The so-called “Donetsk Peoples Republic” is preparing to liquidate all structures loyal to the autocephalous Orthodox Church of Ukraine by expelling its priests and seizing their churches, exactly the kind of actions Donetsk and Moscow without basis accuse Ukrainian officials of doing, Dmitry Kirillov says.
The Radio Svoboda journalist says that at present there are 36 churches, a bishopric House of Mercy, and the bishopric headquarters in Donetsk. All are to be closed and their officials expelled from Donetsk as of March 1 because they have not registered with the powers that be there.
As of now, Kirillov continues, this policy of the “Donetsk Peoples Republic” has not been adopted by the “Luhansk Peoples Republic” despite the fact that both are controlled by Moscow. But both entities have a track record of banning churches, seizing their assets and expelling their leaders.

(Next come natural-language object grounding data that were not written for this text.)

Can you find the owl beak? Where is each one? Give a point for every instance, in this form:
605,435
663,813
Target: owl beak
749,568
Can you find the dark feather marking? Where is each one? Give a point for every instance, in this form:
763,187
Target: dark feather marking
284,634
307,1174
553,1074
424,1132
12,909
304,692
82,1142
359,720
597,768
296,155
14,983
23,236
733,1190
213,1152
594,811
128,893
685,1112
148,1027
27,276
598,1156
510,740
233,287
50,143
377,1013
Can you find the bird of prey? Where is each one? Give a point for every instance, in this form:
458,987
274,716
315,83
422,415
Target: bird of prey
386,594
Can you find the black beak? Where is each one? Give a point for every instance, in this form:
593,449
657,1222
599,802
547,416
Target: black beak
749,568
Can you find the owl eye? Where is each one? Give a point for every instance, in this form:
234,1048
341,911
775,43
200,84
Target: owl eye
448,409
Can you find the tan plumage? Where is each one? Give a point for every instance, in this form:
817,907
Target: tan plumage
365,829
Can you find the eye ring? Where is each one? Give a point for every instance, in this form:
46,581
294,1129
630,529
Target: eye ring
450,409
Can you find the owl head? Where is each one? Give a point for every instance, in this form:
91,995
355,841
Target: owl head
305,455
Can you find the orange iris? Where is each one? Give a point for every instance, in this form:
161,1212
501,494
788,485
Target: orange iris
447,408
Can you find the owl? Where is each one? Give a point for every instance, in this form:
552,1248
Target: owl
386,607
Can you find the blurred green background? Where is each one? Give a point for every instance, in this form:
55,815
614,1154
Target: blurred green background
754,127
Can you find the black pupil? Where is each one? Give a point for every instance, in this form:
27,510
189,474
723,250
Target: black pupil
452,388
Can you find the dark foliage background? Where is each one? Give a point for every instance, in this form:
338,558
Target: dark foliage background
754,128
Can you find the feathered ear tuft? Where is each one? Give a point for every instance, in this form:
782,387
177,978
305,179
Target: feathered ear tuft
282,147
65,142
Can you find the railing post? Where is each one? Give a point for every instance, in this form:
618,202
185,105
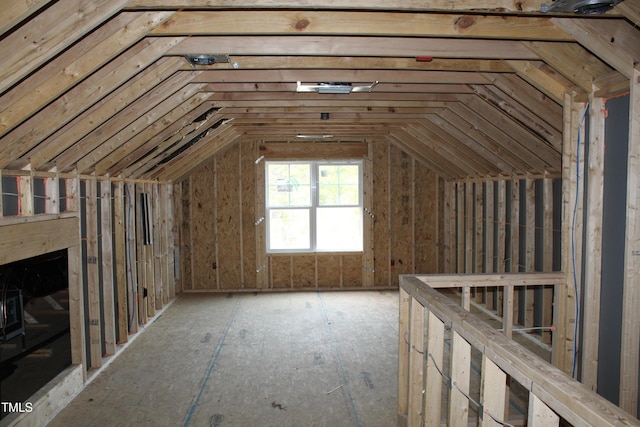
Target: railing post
416,364
540,415
403,356
460,378
435,360
493,393
507,311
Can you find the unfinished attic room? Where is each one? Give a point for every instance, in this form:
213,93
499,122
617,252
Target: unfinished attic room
319,213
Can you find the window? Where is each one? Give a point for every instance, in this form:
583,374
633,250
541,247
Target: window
314,206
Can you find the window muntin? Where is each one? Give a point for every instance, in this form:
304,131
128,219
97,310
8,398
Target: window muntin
314,206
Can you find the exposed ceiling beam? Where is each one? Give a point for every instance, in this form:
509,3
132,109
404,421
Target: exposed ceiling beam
614,41
341,75
495,6
630,9
354,46
16,11
542,77
58,27
75,64
247,22
357,63
69,125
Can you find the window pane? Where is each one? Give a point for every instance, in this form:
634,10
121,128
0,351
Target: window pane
289,229
339,185
339,229
349,195
349,174
289,184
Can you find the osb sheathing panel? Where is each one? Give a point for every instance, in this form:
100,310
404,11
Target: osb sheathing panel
380,212
426,222
225,200
351,270
228,218
401,180
280,268
304,271
202,230
328,271
440,228
248,189
185,236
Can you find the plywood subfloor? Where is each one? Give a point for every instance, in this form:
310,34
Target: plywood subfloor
279,359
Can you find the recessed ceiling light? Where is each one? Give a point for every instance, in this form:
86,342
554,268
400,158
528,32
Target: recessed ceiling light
314,136
334,87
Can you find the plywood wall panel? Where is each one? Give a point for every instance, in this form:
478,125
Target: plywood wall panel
426,213
280,268
248,194
380,211
228,218
224,238
352,270
303,274
328,267
400,213
202,229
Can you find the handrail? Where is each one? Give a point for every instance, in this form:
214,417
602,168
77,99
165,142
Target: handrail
548,386
508,281
490,279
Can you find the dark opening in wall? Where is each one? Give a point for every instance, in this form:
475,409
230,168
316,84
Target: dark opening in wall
10,200
34,326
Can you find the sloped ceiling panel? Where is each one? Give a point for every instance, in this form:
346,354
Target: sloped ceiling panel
471,88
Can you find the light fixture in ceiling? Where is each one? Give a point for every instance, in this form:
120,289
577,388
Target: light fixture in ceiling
314,136
206,59
334,87
582,7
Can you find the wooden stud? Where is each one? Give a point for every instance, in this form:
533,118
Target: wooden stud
448,225
1,196
460,379
530,249
262,272
52,193
593,244
158,258
132,259
106,242
489,240
368,262
93,285
148,251
76,305
630,348
547,257
171,195
434,361
501,244
25,193
460,234
514,255
478,246
565,297
120,260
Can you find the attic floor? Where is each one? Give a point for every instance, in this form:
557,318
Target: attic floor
277,359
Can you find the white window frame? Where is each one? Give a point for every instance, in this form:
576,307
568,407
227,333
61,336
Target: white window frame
315,203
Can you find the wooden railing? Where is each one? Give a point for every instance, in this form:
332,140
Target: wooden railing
435,390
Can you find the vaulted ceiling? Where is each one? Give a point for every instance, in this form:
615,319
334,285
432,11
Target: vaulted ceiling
469,87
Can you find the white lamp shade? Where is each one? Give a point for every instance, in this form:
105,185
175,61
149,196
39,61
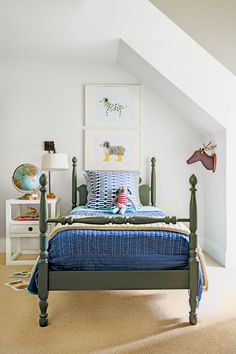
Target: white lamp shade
54,162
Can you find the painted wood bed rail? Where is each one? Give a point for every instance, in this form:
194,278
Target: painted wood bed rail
98,280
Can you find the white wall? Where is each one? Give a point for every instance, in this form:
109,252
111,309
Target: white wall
215,241
45,101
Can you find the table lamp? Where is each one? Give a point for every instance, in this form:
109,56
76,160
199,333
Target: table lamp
53,161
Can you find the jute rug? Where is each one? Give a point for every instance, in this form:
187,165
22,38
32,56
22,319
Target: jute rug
121,321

Over the last year, for example, both the “DNR” and the “LNR” have done so against the Jehovah’s Witnesses, the Baptists, and the New Life Church. The moves against the Ukrainian Orthodox Church are an extension of what has been going on with regard to these Protestant groups.
Archbishop Serhii who oversees Donetsk and Mariupol for the Ukrainian Orthodox Church, says that the Russian occupiers are taking these steps despite the fact that there have not been any provocative actions by the Ukrainian church, which simply continues to do its job of helping people and conducting religious services.

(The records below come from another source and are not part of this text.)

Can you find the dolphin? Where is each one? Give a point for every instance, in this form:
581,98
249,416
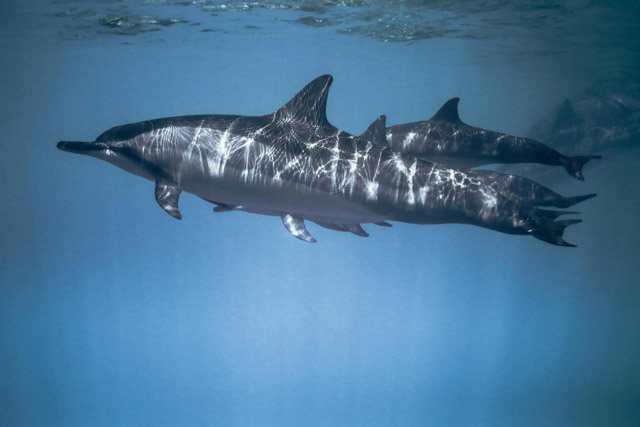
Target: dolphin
294,164
445,138
603,117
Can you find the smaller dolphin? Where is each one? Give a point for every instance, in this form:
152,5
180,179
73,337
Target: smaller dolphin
446,139
601,118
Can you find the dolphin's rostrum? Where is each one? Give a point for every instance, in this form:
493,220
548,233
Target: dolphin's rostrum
294,164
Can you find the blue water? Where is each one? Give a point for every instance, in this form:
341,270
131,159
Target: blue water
112,313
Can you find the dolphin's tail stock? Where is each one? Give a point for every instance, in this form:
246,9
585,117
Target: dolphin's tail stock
565,202
543,226
574,165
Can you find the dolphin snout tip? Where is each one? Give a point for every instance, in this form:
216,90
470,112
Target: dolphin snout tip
81,146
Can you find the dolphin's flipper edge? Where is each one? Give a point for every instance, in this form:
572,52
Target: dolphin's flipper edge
356,229
295,226
574,165
167,195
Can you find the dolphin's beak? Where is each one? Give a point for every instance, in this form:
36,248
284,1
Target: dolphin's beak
81,147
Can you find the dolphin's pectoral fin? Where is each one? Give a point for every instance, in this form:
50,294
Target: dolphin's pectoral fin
383,224
223,207
356,229
295,225
331,226
167,195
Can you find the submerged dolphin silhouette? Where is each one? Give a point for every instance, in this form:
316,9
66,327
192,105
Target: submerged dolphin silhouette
445,138
294,164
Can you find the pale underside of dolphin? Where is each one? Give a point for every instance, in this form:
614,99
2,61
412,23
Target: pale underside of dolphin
446,139
294,164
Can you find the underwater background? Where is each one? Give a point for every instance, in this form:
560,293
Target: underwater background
114,314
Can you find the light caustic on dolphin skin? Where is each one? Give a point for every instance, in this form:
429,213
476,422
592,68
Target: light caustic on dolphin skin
294,164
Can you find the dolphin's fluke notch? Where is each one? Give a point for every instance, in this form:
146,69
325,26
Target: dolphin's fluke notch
574,165
167,195
295,226
551,231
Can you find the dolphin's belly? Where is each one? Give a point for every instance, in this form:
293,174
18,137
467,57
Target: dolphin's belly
283,198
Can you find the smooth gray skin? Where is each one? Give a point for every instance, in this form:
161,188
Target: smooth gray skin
446,139
294,164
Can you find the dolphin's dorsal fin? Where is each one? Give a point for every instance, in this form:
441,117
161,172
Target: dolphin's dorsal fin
448,112
376,132
310,104
566,117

But the occupiers don’t want any independent religious life there, the archbishop says, and they have already turned off the electricity, water and phone services to Ukrainian churches in preparation for closing them down entirely. Only three Ukrainian priests remain, but they are by super-human efforts continuing to serve 80 percent of the remaining parishes.
What is in fact happening, Serhii says, is that the Moscow-organized DNR is “forcing us to go into the catacombs” as believers often had to do in Soviet times.

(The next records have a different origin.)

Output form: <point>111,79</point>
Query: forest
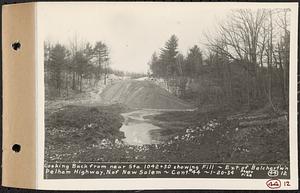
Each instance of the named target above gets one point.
<point>244,64</point>
<point>75,68</point>
<point>226,100</point>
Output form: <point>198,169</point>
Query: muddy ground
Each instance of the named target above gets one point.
<point>79,133</point>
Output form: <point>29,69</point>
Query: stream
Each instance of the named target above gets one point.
<point>137,129</point>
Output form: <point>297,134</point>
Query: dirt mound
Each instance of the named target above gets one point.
<point>142,94</point>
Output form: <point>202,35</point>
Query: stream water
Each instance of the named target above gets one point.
<point>137,129</point>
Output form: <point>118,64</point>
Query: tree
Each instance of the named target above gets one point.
<point>193,62</point>
<point>56,65</point>
<point>101,53</point>
<point>168,57</point>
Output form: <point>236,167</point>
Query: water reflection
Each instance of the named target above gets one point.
<point>137,129</point>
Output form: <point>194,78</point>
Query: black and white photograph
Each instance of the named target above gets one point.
<point>170,90</point>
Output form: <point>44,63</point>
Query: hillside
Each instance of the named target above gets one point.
<point>142,94</point>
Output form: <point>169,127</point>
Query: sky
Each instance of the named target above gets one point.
<point>132,31</point>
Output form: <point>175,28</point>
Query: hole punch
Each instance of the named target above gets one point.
<point>16,45</point>
<point>16,148</point>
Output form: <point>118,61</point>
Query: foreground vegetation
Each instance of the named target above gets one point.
<point>82,133</point>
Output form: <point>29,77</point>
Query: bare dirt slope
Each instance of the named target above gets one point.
<point>142,94</point>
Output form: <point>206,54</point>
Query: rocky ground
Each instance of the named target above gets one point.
<point>91,133</point>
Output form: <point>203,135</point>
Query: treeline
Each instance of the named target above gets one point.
<point>245,62</point>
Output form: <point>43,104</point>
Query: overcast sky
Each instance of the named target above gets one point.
<point>132,31</point>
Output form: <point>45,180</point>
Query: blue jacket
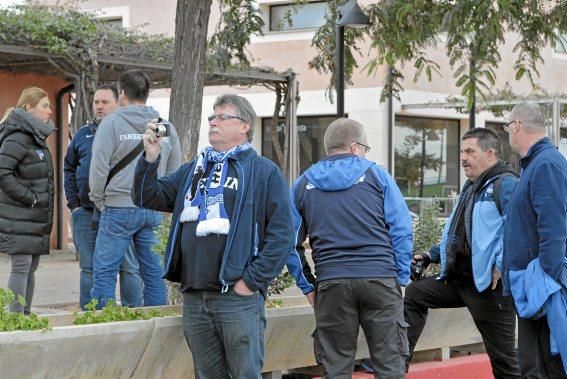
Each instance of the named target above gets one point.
<point>358,223</point>
<point>537,217</point>
<point>533,289</point>
<point>261,232</point>
<point>76,167</point>
<point>487,232</point>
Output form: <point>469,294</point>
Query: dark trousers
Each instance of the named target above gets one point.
<point>341,306</point>
<point>493,315</point>
<point>536,360</point>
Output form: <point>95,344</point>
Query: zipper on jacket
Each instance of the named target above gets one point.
<point>256,239</point>
<point>231,235</point>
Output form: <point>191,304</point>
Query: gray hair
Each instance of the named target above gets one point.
<point>486,139</point>
<point>530,115</point>
<point>341,133</point>
<point>244,110</point>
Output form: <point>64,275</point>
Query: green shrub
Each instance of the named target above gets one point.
<point>113,312</point>
<point>12,321</point>
<point>427,231</point>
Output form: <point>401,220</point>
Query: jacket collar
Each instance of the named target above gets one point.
<point>542,144</point>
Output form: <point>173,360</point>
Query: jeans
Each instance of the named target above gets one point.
<point>375,304</point>
<point>22,280</point>
<point>492,313</point>
<point>84,238</point>
<point>225,333</point>
<point>118,226</point>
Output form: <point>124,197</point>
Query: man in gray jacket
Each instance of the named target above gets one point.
<point>121,221</point>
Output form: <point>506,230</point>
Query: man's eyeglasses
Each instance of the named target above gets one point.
<point>507,125</point>
<point>366,147</point>
<point>224,117</point>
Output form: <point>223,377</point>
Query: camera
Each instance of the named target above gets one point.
<point>159,129</point>
<point>416,270</point>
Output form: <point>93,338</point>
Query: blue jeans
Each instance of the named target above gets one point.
<point>118,226</point>
<point>84,238</point>
<point>225,333</point>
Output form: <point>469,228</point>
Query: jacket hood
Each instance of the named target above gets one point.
<point>337,172</point>
<point>20,120</point>
<point>137,116</point>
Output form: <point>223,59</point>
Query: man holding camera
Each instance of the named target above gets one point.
<point>77,165</point>
<point>121,221</point>
<point>470,254</point>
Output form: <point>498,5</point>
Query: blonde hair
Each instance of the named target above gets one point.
<point>30,96</point>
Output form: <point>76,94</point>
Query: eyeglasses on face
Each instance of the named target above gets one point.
<point>224,117</point>
<point>366,147</point>
<point>507,125</point>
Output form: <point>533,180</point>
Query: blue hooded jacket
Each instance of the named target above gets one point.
<point>76,167</point>
<point>536,225</point>
<point>260,236</point>
<point>358,223</point>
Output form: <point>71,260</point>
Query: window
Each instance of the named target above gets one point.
<point>507,154</point>
<point>311,130</point>
<point>426,159</point>
<point>560,43</point>
<point>115,22</point>
<point>306,16</point>
<point>563,141</point>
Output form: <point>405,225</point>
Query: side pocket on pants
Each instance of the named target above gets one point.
<point>403,334</point>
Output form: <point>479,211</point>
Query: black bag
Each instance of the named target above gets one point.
<point>116,169</point>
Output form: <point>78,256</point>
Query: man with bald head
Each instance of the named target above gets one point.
<point>360,232</point>
<point>535,244</point>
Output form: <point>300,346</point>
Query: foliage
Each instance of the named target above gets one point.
<point>401,31</point>
<point>12,321</point>
<point>113,312</point>
<point>427,231</point>
<point>239,20</point>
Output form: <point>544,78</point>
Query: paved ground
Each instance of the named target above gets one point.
<point>57,280</point>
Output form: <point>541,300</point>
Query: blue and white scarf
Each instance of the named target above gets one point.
<point>204,200</point>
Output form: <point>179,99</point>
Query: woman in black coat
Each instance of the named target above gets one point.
<point>26,190</point>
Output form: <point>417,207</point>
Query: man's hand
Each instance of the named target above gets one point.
<point>495,277</point>
<point>242,289</point>
<point>422,256</point>
<point>311,298</point>
<point>152,142</point>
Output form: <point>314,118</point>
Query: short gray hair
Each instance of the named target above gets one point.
<point>530,115</point>
<point>244,110</point>
<point>486,139</point>
<point>341,133</point>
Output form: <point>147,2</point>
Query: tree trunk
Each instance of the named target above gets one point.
<point>191,22</point>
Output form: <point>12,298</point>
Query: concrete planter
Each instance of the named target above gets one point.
<point>156,348</point>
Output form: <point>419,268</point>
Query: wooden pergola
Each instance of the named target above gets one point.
<point>20,60</point>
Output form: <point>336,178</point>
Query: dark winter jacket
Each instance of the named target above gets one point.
<point>358,223</point>
<point>261,232</point>
<point>26,176</point>
<point>77,165</point>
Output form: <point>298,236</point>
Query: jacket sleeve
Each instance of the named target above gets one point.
<point>102,150</point>
<point>297,264</point>
<point>70,171</point>
<point>174,160</point>
<point>506,189</point>
<point>12,151</point>
<point>278,235</point>
<point>548,194</point>
<point>152,193</point>
<point>397,216</point>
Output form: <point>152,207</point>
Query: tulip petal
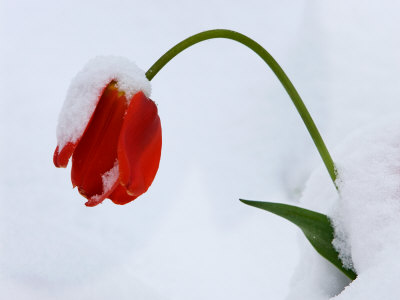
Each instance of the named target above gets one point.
<point>95,155</point>
<point>61,157</point>
<point>139,146</point>
<point>120,196</point>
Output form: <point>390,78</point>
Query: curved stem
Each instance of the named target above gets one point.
<point>287,84</point>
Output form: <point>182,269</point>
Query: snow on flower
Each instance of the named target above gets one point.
<point>112,131</point>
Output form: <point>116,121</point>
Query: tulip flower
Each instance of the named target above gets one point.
<point>113,133</point>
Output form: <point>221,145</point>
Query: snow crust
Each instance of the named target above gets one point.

What Russian officials are now doing is what they falsely accuse Ukrainian ones of, the archbishop continues. “As the leader of a bishopric,” he says, “I haven’t provoked a single act of seizure of a church of the Moscow Patriarchate” in Ukraine. Such thoughts have not even come into my mind, he continues.
“On the contrary,” Serhii says, “I explain to parishioners all the time that … one must also understand the priests of the Moscow Patriarchate and that unity of the faithful is better than remaining on opposite sides of the barricades.”